En medio del caos, del humo cegador y de los gritos de los soldados que creían sufrir
un ataque sorpresa, Isabel la Católica corrió. No corría como la soberana implacable que
hacía temblar a Europa, sino como una madre desesperada. Con los pies descalzos sobre la
tierra caliente, arrastró fuera de la tienda a sus hijas Juana, una niña de apenas once años
que temblaba desorientada; a su lado la pequeña Catalina, de tan solo cinco, miraba el
desastre con el pavor grabado a fuego en sus retinas mudas. Aquel incendio de Santa Fe,
aunque la reina aún no pudiera saberlo, no era más que el presagio de otras llamas, mucho
más crueles e invisibles, que terminarían por devorar la vida adulta de esas mismas niñas.
Mientras contemplaba cómo el campamento militar se convertía en un infierno de
cenizas, Isabel la Católica sintió un frío helador en las entrañas. Nunca sabría con certeza si
era Dios mismo quien había venido a cobrarse el precio de su gloria, pero aquella noche,
frente al fuego, lo presintió con la fuerza de una maldición. Agarrando las manos de las
pequeñas Juana y Catalina, los pensamientos de la reina se volvieron tan oscuros como el
humo que nublaba las estrellas:
«Es por la bula falsa. Es por el engaño a mi hermano Enrique. Es por la sangre que
he permitido que se derrame en las plazas bajo el nombre de la fe. El Señor me dio el trono
y ahora me quema la casa porque sabe que mi corazón ha caminado por senderos oscuros
para llegar aquí».
La noche del incendio, la reina de Castilla no era más que una pecadora asustada,
despojada de sus galas y de su soberbia. En la soledad de su conciencia, intuía que los
cimientos de su imperio se habían alzado sobre demasiados sacrificios ocultos, sobre
mentiras de Estado y tribunales de fe que clamaban al cielo.

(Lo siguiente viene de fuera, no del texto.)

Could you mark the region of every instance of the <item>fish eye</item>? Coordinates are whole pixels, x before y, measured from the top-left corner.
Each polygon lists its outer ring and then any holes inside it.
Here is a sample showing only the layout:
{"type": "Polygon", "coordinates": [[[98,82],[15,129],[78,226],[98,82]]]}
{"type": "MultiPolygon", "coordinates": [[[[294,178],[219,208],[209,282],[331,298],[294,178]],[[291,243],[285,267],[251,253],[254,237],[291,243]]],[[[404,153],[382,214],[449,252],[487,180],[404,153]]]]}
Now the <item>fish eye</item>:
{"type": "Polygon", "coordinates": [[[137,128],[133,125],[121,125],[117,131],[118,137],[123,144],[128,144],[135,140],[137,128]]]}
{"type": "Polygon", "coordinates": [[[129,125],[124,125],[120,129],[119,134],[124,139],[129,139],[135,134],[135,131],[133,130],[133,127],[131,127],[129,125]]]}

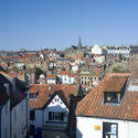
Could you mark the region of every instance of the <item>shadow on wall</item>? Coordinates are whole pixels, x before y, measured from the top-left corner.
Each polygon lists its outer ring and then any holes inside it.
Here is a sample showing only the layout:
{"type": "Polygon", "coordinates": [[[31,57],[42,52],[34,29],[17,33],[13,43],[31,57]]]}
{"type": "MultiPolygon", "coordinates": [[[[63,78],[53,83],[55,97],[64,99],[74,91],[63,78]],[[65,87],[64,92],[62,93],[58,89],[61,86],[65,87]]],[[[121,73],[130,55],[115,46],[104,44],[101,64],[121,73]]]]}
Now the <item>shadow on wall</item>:
{"type": "Polygon", "coordinates": [[[83,135],[78,129],[76,129],[76,138],[83,138],[83,135]]]}

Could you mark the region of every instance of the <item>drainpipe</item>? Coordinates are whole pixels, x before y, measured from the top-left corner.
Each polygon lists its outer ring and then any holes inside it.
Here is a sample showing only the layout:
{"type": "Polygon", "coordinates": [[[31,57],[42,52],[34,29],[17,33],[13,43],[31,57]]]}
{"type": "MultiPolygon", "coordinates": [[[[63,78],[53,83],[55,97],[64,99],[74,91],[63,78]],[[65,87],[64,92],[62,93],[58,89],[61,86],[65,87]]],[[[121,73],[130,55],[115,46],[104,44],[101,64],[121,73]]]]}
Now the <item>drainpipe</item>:
{"type": "Polygon", "coordinates": [[[1,138],[1,106],[0,106],[0,138],[1,138]]]}

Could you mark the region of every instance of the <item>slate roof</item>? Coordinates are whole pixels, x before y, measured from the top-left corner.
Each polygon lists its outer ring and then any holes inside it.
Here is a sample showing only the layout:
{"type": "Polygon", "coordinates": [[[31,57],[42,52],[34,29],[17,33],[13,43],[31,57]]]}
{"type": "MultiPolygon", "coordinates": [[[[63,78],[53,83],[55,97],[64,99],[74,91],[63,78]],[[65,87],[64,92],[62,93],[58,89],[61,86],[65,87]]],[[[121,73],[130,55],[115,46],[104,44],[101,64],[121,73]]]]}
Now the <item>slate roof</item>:
{"type": "Polygon", "coordinates": [[[29,94],[36,94],[39,95],[35,99],[30,99],[30,108],[32,109],[40,109],[45,106],[49,102],[49,95],[53,95],[55,92],[62,92],[67,103],[70,103],[70,95],[76,94],[76,86],[74,85],[65,85],[65,84],[33,84],[30,85],[29,94]]]}
{"type": "MultiPolygon", "coordinates": [[[[103,92],[105,91],[105,84],[108,85],[107,82],[110,75],[112,74],[107,74],[103,81],[77,104],[76,115],[138,121],[138,92],[126,91],[123,102],[119,105],[103,103],[103,92]]],[[[114,73],[113,77],[114,76],[124,78],[124,76],[129,76],[129,74],[114,73]]],[[[117,79],[114,84],[115,83],[118,83],[117,79]]],[[[114,85],[112,86],[114,87],[114,85]]]]}
{"type": "Polygon", "coordinates": [[[0,106],[3,106],[9,100],[9,96],[6,92],[0,91],[0,106]]]}

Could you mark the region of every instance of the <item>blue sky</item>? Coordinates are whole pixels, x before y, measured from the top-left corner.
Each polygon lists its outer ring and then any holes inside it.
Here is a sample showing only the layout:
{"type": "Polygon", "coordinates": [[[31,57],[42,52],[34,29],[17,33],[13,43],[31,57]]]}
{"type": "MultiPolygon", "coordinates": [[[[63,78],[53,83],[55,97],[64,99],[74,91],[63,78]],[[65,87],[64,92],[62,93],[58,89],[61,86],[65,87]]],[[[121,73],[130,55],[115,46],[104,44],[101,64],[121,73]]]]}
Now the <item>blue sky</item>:
{"type": "Polygon", "coordinates": [[[0,0],[0,50],[138,43],[137,0],[0,0]]]}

Si en ese mismo instante el humo le hubiera permitido vislumbrar el futuro; si Dios
le hubiera mostrado el padecimiento que aguardaba a sus hijos 4Juan muriendo a los
diecinueve años, Isabel consumida por el duelo, María desgastada por partos interminables,
y Juana y Catalina humilladas, ninguneadas, encerradas en castillos húmedos y tratadas
como locas por hombres despiadados4, la reina de Castilla habría caído de rodillas.